VS: Hifiman HE-560: Hifiman are brighter and they extend a bit more than CL2, but RHA are just behind them.

Technical performance


Soundstage is wider than the average IEM within its own limits. All instruments are well positioned and it is never claustrophobic. Stereo separation in on top.

VS P1: CL2 soundstage is a bit wider. But not by much since closed IEMs have limits in this parameter.

VS HE-560: open back vs IEM, nothing to add…

Layering and detail

Detail is astonishing. You can feel the instrument in front of you, you can feel the vibration of a cello strings and the hit of a stick on the snare drum like if they were in front of you. All the instrument are perfectly separated. You can feed them congested tracks and you’ll still be able to focus on every single instrument.

VS P1: P1 in compairson are extremely muddy, they lack attack in the sound, layering is pretty bad in comparison and details, while they are good for P1 price point, when you compare with the details rendered by the CL2 the difference is big. P1 are foggy, CL2 cristal clear.

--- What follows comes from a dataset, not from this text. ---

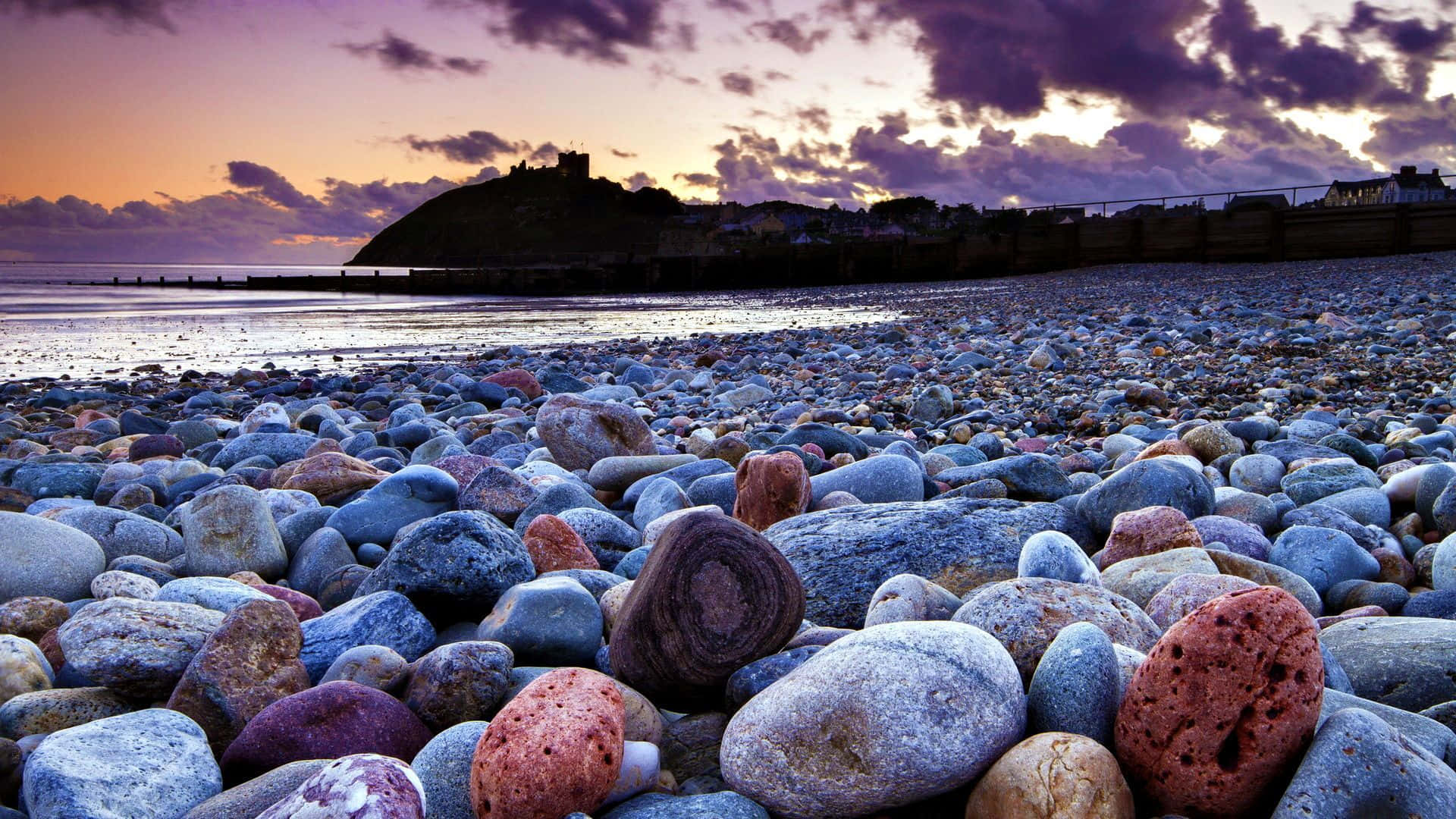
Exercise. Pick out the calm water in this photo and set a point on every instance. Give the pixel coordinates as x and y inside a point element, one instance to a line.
<point>49,328</point>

VS HE-560: detail is absoulutely the same. Layering is a bit better on HE-560, mainly due to the difference in soundstage that helps to better position the instruments.

Bluetooth cable

I won’t spend much time on this section for a single reason: you can’t sell a 1000$ IEM with a bluetooth cable that doesn’t support AptX-HD or LDAC.
The power delivery is unexpectedly good but listening a track through AptX is like listening to an MP3, the sounds is dryer and highs are less defined and more harsh.
What a missed opportunity …


Equalizing these in-ear is pretty simple since there is only a major flaw. I just bump up a little bit sub-basses and extreme highs but that’s for my personal preference. This is the EQ curve that I use:

  • 32Hz, 0.96Q, +2.50dB [optional]
  • 1705Hz, 1.41Q, +0.80dB
  • 2622Hz, 1.89Q, -4.80dB
  • 4176Hz, 2.9Q, -6.00dB
  • 9380Hz, 1.56Q, +2.50dB [optional, use +0.50dB for neutral]
  • Gain: -2.50dB with optional filters, -0.50dB without them.

With EQ these IEMs really shine and become a really end game. They are on the same level of full sized high end planars.
EQ is not only recommended but mandatory IMO to get the best performance.


I think a finally found a good substitute for my desktop setup when I’m not home. They are not equivalent but they come close and they can be easily my end game (for a while at least).
While the Tin P1 are an awesome bang for the buck at their price point (and I really think you need to go over 300$ to find something better) RHA CL2 plays in a totally different league, fighting with full size planars.
At the price I bought them they have an awesome value, on both eBay and Amazon warehouse the price oscillate between 380€ and 460€.
If you are willing to use EQ (I would use it on 4k HP too, a perfectly neutral HP has yet to be created!) don’t waste time and start looking for a good offer online. If you don’t want to EQ skip the RHA, but you are going to spend more to have the same amount of detail and texture that these IEMs can provide.